Voice leading in C major triads accounting for inversions

Import music and graphite modules

In [1]:
# Import music modules
import itertools
from music21.scale import MajorScale
from music21.harmony import chordSymbolFigureFromChord
from numpy import inf
from numpy import linalg as la
import networkx as nx
from orbichord.chordinate import VoiceLeading
from orbichord.graph import createGraph, convertGraphToData
from orbichord.generator import Generator

# Import graphic modules
import pandas as pd
import holoviews as hv
from holoviews import opts, dim
from bokeh.sampledata.les_mis import data

hv.extension('bokeh')
hv.output(size=180)
defaults = dict(width=300, height=300, padding=0.1)
hv.opts.defaults(
    opts.EdgePaths(**defaults), opts.Graph(**defaults), opts.Nodes(**defaults))

Configure a chord generator using seven pitches of the C major scale. Identify chords using their ordered pitch classes so chord with repeated pitches are treated as the same chords. Select only those chords that are triads. The resulting generator should be all triad chords of the C major scale.

In [2]:
def combinator(iterable, dimension):
    return itertools.product(iterable, repeat = dimension)

scale = MajorScale('C')

chord_generator = Generator(
    pitches = scale.getPitches('C','B'),
    combinator = combinator,
    identify = chordSymbolFigureFromChord,
    select = lambda chord: chord.isTriad()
)

Define an efficient voice leading object using as C major scale to define its steps and max norm as metric.

In [3]:
max_norm_vl = VoiceLeading(
    scale = scale,
    metric = lambda delta: la.norm(delta, inf)
)

Create a chord graph passing as input a generator, voice leading objects, and tolerance function. The tolerance function provide the criteria to select how far chords can be connected by efficient voice leading.

In [4]:
nodes, adjacencies, weights = createGraph(
    generator = chord_generator,
    voice_leading = max_norm_vl,
    tolerance = lambda x: x <= 1.0
)

Convert the chord graph into links. The label function name chord based on their pitches.

In [5]:
edges, vertices = convertGraphToData(
    graph = (nodes, adjacencies, weights),
    label = chordSymbolFigureFromChord,
    identify = chordSymbolFigureFromChord
)

links = pd.DataFrame(edges)
print(links.head(3))
   source  target  value
0       0       1    1.0
1       0       2    1.0
2       0       3    1.0

Make a dataset from graph nodes.

In [6]:
nodes = hv.Dataset(pd.DataFrame(vertices), 'index')
nodes.data.head()
Out[6]:
index name group
0 0 C 1
1 1 Am/C 1
2 2 F/C 1
3 3 Dm 1
4 4 Bdim/D 1

Additionally we can now color the nodes and edges by their index and add some labels. The labels, node_color and edge_color options allow us to reference dimension values by name.

In [7]:
chord = hv.Chord((links, nodes))
chord.opts(
    opts.Chord(
        cmap='Category20',
        edge_cmap='Category20',
        edge_color=dim('source').str(), 
        labels='name', node_color=dim('index').str()
    )
)
Out[7]:

It is also possible to visualize chord voice leading using networkx. For this we need to convert the chord graph in a nx.Graph object.

In [8]:
graph = nx.Graph()
for vertex in vertices:
    graph.add_node(vertex['name'])
for edge in edges:
    source = vertices[edge['source']]['name']
    target = vertices[edge['target']]['name']
    weight = edge['value']
    graph.add_edge(source, target, weight=weight)
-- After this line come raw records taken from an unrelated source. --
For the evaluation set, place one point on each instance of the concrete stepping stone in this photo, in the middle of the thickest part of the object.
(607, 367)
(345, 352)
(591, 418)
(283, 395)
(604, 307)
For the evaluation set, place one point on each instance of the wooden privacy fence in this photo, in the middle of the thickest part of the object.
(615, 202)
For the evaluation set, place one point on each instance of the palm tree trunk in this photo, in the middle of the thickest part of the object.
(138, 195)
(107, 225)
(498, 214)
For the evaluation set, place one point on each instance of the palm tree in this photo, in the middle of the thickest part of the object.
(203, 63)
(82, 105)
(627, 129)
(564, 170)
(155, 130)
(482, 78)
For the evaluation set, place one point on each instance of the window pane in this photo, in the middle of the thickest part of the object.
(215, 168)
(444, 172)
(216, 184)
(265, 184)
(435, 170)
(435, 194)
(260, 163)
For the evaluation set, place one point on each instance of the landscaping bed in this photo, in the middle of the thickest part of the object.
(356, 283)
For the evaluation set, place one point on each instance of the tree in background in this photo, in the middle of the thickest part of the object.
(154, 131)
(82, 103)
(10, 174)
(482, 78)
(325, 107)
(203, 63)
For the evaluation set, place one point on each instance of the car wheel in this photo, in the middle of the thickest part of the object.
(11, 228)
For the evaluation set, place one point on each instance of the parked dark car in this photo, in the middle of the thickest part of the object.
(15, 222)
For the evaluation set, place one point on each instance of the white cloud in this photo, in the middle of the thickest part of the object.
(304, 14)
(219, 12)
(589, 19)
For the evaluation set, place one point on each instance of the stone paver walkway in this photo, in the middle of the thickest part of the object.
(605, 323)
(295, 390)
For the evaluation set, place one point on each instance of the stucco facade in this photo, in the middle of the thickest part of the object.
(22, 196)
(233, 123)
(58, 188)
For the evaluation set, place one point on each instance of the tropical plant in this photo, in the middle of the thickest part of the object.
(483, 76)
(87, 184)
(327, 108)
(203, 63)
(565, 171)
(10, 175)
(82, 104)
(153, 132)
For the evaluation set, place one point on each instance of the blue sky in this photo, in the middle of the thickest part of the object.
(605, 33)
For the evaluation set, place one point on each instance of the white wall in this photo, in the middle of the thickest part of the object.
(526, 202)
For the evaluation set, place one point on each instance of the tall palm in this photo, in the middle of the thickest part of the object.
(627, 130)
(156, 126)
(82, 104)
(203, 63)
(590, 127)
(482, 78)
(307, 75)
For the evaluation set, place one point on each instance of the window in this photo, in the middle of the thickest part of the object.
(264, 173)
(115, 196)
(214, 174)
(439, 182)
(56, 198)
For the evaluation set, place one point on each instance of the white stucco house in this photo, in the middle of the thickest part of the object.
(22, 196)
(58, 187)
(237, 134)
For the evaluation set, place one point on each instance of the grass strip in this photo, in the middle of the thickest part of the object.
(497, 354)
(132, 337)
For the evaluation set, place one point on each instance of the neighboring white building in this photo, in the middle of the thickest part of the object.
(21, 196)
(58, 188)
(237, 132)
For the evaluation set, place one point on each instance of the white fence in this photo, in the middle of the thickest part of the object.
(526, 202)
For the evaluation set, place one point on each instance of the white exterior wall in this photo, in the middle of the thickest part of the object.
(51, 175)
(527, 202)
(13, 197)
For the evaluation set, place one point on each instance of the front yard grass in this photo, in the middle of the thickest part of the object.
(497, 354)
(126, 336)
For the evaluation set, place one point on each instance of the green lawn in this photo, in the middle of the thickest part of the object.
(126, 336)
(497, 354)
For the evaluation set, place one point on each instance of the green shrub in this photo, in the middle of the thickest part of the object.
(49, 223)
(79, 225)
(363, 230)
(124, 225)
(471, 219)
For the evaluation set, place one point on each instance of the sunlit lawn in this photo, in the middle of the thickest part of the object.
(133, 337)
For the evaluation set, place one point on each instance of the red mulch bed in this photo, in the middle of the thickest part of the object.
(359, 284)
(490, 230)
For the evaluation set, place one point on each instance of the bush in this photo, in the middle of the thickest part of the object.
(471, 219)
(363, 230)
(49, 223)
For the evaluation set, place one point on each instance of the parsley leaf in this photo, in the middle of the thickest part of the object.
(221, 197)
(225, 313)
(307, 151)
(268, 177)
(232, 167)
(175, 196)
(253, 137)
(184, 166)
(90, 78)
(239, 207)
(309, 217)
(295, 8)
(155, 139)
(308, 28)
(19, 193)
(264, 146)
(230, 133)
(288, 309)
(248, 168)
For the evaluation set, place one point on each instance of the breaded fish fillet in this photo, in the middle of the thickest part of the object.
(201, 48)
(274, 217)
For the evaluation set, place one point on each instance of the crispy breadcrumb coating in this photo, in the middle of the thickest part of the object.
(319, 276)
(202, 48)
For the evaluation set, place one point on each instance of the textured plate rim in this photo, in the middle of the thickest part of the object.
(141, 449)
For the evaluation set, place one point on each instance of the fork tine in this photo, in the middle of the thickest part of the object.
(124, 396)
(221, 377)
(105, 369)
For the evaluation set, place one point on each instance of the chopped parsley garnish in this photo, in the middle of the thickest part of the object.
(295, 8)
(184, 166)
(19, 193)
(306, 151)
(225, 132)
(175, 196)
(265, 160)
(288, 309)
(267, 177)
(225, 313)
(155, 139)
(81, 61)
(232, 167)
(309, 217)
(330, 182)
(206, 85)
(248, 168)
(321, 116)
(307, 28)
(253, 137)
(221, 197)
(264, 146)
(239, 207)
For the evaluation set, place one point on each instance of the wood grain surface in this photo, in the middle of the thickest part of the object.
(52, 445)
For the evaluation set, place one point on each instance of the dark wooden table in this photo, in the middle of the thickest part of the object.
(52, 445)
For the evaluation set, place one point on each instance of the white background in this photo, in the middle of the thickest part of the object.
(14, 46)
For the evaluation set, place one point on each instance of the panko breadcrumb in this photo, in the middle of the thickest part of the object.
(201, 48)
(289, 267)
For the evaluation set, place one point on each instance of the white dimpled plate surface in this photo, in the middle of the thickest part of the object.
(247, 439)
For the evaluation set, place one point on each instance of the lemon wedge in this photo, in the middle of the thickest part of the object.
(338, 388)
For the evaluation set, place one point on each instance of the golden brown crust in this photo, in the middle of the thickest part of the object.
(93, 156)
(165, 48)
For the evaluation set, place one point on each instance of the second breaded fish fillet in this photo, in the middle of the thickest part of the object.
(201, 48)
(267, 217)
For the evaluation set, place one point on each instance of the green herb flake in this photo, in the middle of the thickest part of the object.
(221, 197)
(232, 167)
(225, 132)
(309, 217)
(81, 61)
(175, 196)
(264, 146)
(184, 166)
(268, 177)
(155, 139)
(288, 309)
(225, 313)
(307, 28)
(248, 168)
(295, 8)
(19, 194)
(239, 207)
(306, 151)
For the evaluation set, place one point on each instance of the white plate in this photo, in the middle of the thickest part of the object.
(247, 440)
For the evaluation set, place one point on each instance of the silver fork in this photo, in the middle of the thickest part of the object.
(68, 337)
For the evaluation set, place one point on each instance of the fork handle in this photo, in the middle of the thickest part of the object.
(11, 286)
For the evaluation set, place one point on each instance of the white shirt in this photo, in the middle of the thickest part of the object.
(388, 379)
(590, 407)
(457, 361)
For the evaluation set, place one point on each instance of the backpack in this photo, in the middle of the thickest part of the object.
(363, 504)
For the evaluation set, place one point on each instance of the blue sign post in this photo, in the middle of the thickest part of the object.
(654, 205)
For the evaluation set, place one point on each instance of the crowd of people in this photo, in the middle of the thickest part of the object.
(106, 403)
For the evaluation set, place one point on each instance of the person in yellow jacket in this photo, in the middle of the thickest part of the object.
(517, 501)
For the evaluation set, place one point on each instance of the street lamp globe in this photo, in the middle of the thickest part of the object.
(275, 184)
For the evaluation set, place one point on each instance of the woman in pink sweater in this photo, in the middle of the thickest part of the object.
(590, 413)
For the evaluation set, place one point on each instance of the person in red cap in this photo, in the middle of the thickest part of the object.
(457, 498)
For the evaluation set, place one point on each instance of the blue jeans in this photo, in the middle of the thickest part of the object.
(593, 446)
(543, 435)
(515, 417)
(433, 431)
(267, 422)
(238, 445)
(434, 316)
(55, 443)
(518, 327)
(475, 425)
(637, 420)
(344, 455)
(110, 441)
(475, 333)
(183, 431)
Then the graph can be visualized using networkx

In [9]:
gview = hv.Graph.from_networkx(graph, nx.layout.circular_layout)
gview.opts(node_size=40)
labels = hv.Labels(gview.nodes, ['x', 'y'], 'index')
(gview * labels.opts(text_font_size='10pt', text_color='white', bgcolor='white'))
Out[9]:

Conclusion

All the triad chords are at only one step away from each other in the pitch class space. This is in the case we allow voice leading to change multiple pitches. However, each pitch can move at the most one step of the major scale.